Shilpi Bhabhra, head of the Analytics and Data Sciences at Acko General Insurance, was one of the guest speakers on the day 1 of the Deep Learning DevCon 2020 (DLDC 2020). Like the topic of her talk, ‘Who Priced My Insurance’, the content was equally engaging. Through her talk, she shed light on how digital insurance was quickly changing the way risk is calculated and how the insurance amount ranged from known factors such as age and experience to colour of the car and the brand of the customer’s phone.
The speaker’s talk was broadly divided into three main parts:
- Background information on insurance
- How machine learning is changing the game in the insurance sector
- Disruptive new-age technology.
Insurance & Ways to Calculate Premium Price
Insurance, as we know, is the contract between a customer and the insurance company where the former pays a premium to the latter on a regular basis. In case of a loss, this amount is reimbursed to the customer. Bhabhra mentioned an interesting point about how the insurance sector operates, that is, unlike other sectors, the concerned company has to decide the cost against possible losses first, and the losses happen later.
Explaining a few traditional ways of calculating the insurance pricing, the speaker told about the methods to calculate the price tag. The most basic break-even method, as Bhabhra explained, is the ‘no profit-no loss’ method. The issue with this method is that it is very simplified and may not be an entirely fair method. Bhabhra illustrated with an example of auto-insurance where both small and large car owners pay the same premium under this system, which is unfair.
To overcome this challenge, most insurance companies adopt cohort-based pricing. This type considers additional factors such as car model and age, showroom price, etc. However, even this method doesn’t correctly determine the most appropriate pricing as it does not consider individual-level risk factors such as the age of the user, how frequently the car is used, among other factors.
“This method of pricing leads to fair insurance, cheaper premium, and competitive advantage,” Bhabhra said as she explained about the true personalised pricing method that depends on the ‘individualised risk exposure of the customer’.
Explaining further, the speaker then gave the mathematical denotation of calculating the pure or the risk premium amount, given by,
Loss cost = Incident rate X Severity
Where the incident rate, also called the frequency of claim, is how likely the customer is to get into an accident and severity denoted the amount that is likely to be claimed after an accident.
Very interestingly, the incident rate can depend on seemingly unrelated factors such as whether you are taking a planned or sudden trip, whether you are married and have kids or even your road challan history. Similarly, severity factor can also depend on factors such as the colour of the car or the brand of phone you use.
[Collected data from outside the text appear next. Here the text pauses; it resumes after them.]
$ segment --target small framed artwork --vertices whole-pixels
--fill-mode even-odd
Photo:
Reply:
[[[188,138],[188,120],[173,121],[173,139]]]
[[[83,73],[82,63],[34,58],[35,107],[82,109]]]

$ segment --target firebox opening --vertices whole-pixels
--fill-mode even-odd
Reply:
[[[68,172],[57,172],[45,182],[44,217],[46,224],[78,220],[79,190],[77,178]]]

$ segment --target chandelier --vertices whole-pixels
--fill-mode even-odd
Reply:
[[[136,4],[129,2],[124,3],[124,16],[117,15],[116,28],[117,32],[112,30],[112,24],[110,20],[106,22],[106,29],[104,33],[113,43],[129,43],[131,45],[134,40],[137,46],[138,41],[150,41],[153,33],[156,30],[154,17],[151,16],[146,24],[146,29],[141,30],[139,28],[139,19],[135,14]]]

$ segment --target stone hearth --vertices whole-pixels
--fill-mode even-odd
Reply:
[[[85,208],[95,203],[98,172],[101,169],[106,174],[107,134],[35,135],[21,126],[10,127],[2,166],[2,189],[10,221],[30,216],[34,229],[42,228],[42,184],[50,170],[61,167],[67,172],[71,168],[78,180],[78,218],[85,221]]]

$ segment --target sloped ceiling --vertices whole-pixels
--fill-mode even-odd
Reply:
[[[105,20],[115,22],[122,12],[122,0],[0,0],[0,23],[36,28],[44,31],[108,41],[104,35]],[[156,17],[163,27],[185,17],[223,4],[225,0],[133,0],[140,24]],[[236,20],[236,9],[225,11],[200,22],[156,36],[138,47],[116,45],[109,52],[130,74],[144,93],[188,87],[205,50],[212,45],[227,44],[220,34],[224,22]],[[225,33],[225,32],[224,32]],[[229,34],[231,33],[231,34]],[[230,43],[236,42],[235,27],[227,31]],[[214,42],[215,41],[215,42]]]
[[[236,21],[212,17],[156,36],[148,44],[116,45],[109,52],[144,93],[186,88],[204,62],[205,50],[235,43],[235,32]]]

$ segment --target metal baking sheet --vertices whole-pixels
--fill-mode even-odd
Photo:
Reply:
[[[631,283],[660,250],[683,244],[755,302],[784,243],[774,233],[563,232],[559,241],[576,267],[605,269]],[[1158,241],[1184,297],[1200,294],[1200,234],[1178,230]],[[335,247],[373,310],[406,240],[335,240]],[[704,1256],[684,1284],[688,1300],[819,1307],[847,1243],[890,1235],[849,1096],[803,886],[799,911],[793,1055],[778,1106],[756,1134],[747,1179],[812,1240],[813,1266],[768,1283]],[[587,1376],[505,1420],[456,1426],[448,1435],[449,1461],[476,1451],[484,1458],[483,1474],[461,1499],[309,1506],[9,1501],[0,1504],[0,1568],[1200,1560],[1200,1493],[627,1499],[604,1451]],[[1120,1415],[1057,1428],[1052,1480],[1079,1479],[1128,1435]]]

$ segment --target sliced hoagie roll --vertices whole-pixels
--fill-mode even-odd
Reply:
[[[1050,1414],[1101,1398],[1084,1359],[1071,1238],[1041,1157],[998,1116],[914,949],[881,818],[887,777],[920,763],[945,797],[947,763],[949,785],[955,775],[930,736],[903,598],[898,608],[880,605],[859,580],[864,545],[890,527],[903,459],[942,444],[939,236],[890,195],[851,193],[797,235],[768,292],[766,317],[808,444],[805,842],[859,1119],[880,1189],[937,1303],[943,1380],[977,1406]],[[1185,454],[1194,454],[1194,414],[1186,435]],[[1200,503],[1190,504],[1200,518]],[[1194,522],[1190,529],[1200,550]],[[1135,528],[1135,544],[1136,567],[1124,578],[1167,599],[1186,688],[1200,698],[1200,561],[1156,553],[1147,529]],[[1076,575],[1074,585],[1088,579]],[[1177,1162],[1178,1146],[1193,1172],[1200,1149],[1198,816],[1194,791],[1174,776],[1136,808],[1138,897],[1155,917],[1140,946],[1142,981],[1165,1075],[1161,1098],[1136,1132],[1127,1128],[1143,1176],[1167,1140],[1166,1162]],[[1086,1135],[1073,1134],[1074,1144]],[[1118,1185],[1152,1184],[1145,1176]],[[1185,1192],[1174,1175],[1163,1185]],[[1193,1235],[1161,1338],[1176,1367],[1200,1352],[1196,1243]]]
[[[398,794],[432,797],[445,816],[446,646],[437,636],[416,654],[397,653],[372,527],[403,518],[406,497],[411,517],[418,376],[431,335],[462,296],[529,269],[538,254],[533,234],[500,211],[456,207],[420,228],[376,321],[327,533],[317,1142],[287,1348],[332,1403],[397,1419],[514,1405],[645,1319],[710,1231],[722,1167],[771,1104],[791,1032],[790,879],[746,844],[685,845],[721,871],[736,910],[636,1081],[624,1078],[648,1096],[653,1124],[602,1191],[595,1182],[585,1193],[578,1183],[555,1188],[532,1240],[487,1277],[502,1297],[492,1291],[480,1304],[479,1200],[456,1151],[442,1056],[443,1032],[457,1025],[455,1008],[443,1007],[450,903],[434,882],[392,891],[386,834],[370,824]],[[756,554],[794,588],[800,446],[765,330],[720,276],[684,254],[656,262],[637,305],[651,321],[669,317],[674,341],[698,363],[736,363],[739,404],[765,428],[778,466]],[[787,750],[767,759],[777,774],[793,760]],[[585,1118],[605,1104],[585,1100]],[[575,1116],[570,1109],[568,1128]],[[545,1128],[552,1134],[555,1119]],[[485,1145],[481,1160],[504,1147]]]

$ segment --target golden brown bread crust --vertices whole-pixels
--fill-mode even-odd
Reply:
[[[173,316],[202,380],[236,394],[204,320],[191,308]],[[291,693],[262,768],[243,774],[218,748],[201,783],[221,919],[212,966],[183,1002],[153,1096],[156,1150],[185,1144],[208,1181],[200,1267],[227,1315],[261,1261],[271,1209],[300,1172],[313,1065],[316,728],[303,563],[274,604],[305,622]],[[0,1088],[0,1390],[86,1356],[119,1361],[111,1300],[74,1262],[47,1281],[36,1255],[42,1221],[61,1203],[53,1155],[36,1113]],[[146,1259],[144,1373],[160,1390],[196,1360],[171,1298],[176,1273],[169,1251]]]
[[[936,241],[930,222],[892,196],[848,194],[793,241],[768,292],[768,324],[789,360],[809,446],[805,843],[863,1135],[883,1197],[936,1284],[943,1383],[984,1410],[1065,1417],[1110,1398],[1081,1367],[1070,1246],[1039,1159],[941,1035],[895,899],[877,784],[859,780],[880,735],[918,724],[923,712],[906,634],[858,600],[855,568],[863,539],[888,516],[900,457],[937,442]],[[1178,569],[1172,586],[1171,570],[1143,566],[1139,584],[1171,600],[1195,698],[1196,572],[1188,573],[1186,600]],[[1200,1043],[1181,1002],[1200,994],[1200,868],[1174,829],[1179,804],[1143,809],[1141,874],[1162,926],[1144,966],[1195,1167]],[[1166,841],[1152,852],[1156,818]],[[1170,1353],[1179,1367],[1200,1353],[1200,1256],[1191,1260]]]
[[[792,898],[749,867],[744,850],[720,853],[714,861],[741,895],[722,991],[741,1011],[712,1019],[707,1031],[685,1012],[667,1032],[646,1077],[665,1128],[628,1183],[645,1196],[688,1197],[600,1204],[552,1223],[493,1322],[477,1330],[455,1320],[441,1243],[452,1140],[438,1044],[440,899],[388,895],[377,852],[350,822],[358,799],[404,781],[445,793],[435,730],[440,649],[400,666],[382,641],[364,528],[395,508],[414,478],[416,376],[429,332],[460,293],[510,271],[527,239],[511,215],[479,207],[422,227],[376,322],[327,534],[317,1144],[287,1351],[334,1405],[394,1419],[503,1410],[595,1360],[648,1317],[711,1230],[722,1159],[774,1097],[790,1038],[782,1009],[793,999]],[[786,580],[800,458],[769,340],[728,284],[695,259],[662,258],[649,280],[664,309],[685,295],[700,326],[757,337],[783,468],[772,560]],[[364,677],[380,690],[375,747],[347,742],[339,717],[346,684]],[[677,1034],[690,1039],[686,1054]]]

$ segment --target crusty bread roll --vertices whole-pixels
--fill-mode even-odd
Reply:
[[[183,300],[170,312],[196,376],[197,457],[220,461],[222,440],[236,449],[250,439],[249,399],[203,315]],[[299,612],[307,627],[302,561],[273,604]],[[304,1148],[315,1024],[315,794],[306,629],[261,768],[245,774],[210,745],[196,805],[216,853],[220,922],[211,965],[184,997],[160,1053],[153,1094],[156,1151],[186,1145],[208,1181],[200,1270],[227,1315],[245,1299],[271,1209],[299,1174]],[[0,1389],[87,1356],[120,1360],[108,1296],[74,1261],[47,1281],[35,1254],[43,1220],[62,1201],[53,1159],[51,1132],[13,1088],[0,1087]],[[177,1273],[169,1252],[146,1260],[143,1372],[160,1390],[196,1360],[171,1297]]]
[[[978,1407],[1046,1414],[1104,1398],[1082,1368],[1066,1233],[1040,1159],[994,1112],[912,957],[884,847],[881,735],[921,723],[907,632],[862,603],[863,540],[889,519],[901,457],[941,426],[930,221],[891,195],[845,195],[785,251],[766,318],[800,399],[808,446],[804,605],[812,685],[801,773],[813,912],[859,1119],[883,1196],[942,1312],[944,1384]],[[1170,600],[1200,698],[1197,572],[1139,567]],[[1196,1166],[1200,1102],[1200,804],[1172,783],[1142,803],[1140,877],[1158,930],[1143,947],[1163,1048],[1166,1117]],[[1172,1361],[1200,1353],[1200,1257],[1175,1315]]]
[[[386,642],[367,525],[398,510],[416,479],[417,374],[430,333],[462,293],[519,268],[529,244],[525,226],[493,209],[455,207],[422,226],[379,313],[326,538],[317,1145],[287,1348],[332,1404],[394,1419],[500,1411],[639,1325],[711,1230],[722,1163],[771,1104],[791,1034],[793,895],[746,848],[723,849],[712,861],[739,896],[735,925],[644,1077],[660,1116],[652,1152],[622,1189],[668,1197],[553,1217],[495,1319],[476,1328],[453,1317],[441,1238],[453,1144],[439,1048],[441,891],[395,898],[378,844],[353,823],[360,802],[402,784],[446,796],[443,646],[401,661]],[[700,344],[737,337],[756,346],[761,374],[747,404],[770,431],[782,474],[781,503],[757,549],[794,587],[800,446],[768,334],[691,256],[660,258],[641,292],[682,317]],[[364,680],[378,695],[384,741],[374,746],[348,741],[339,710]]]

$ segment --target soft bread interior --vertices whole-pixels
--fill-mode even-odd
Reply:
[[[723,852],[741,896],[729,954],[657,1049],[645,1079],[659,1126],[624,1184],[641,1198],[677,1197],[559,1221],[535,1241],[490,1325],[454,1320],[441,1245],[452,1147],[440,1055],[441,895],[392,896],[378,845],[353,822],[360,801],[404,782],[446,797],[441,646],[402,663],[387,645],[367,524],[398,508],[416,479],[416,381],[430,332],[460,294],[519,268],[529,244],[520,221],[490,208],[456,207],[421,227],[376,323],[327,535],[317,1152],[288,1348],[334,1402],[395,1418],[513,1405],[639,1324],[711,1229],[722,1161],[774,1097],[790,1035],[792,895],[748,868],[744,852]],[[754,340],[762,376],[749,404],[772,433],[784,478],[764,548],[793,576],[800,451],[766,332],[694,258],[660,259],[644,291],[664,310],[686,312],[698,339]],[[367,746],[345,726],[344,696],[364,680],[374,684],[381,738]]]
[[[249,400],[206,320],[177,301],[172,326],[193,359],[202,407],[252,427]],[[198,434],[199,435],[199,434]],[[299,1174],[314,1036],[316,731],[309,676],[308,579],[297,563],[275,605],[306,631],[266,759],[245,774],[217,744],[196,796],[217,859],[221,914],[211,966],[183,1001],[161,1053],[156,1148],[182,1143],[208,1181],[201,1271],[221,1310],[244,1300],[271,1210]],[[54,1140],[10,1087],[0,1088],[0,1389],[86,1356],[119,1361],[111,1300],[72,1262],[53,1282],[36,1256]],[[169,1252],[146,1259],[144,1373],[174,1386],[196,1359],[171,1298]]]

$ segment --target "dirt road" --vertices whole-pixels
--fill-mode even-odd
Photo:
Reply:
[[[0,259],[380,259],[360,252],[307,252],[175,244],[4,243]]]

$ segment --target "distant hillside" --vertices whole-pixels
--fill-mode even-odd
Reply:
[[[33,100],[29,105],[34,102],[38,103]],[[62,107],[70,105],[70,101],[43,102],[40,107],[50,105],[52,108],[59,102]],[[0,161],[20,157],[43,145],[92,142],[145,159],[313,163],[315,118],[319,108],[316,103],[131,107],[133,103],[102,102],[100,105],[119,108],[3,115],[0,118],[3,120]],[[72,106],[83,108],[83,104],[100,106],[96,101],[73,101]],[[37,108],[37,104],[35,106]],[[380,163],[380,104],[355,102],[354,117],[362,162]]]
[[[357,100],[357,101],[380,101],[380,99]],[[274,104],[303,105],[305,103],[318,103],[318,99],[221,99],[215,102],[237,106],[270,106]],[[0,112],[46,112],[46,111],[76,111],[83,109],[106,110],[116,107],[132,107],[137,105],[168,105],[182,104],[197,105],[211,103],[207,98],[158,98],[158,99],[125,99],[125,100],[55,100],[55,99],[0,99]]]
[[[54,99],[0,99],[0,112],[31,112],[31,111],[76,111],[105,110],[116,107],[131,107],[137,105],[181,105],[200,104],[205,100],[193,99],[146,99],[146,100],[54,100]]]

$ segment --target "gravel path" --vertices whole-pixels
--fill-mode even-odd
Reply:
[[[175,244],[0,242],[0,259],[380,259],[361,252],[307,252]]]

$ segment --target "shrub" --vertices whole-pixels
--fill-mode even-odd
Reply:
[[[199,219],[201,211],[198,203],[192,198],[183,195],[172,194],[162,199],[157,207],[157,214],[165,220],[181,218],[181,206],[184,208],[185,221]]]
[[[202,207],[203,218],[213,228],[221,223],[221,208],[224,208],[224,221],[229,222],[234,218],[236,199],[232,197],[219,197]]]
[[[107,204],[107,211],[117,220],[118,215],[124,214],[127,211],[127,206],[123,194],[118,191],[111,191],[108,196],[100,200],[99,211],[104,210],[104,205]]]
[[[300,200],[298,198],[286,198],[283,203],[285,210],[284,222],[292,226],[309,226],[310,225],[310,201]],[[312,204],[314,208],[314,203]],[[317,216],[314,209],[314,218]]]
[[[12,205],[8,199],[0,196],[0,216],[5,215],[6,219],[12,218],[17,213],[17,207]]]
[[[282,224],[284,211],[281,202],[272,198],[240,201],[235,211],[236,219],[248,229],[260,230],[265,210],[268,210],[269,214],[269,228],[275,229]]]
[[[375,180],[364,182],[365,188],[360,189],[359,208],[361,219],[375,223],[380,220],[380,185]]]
Machine Learning in Insurance Sector
Next moving to the types of modelling techniques currently in use in the insurance sector, speaker Bhabbhra first spoke about the generalised linear model (GLM), which as per her is followed by 95% of the industry. Further, the following observations were made:
- GLM is the technique that has been in use for the last few decades
- Its popularity lies easy implementation and simpler interpretation
Highlighting the gradual move of the industry towards machine learning-based models, the speaker listed out techniques such as random forest, gradient boosting machine (GBM), generalized additive model (GAM), and neural networks. Citing a paper titled Boosting Insights on Insurance Tariff Plans With Tree-Based Machine Learning Methods, Bhabhra said, “While comparing different models — Tree, random forest, GBM, GLM, and GAM, for the same data, classical methods GLM and GBM outperformed tree and RF, however, GBM outperformed all of them.”
Apart from these techniques, Bhabhra also explained in detail about the SHAP analysis, which is quickly emerging as the preferred method for interpretation.
Reflecting on the implementation of machine learning-based models at her parent organisation, Bhabhra shared the following learnings:
- Concentrate on collecting data from day 1
- In the beginning, implement simpler models with limited variables
- Build several models and choose the best among them
In the last section of her talk, the speaker spoke of new-age technologies which are increasingly finding applications in the insurance industry. In particular, she spoke of telematics and usage-based insurance.
Telematics is a method through which a vehicle is monitored using GPS and onboard diagnostics to record its movement on a computerised map. “Many insurance companies are offering discounts to people with telematics devices installed in their vehicles. The other advantage of using telematics is that if you fall under the high-risk category, using telematics can help reduce the risk course,” said Bhabhra.
On the other hand, the usage-based insurance (UBI) system is a ‘pay as you drive and how you drive’ system. In this case, the risk is calculated in real-time that depends on distance travelled, where and how.
In her ending note, Bhabhra revealed that governments around the world are pushing for individualised pricing based insurance as risk-based pricing as in the case of UBI leads to careful driving and in turn, higher road security.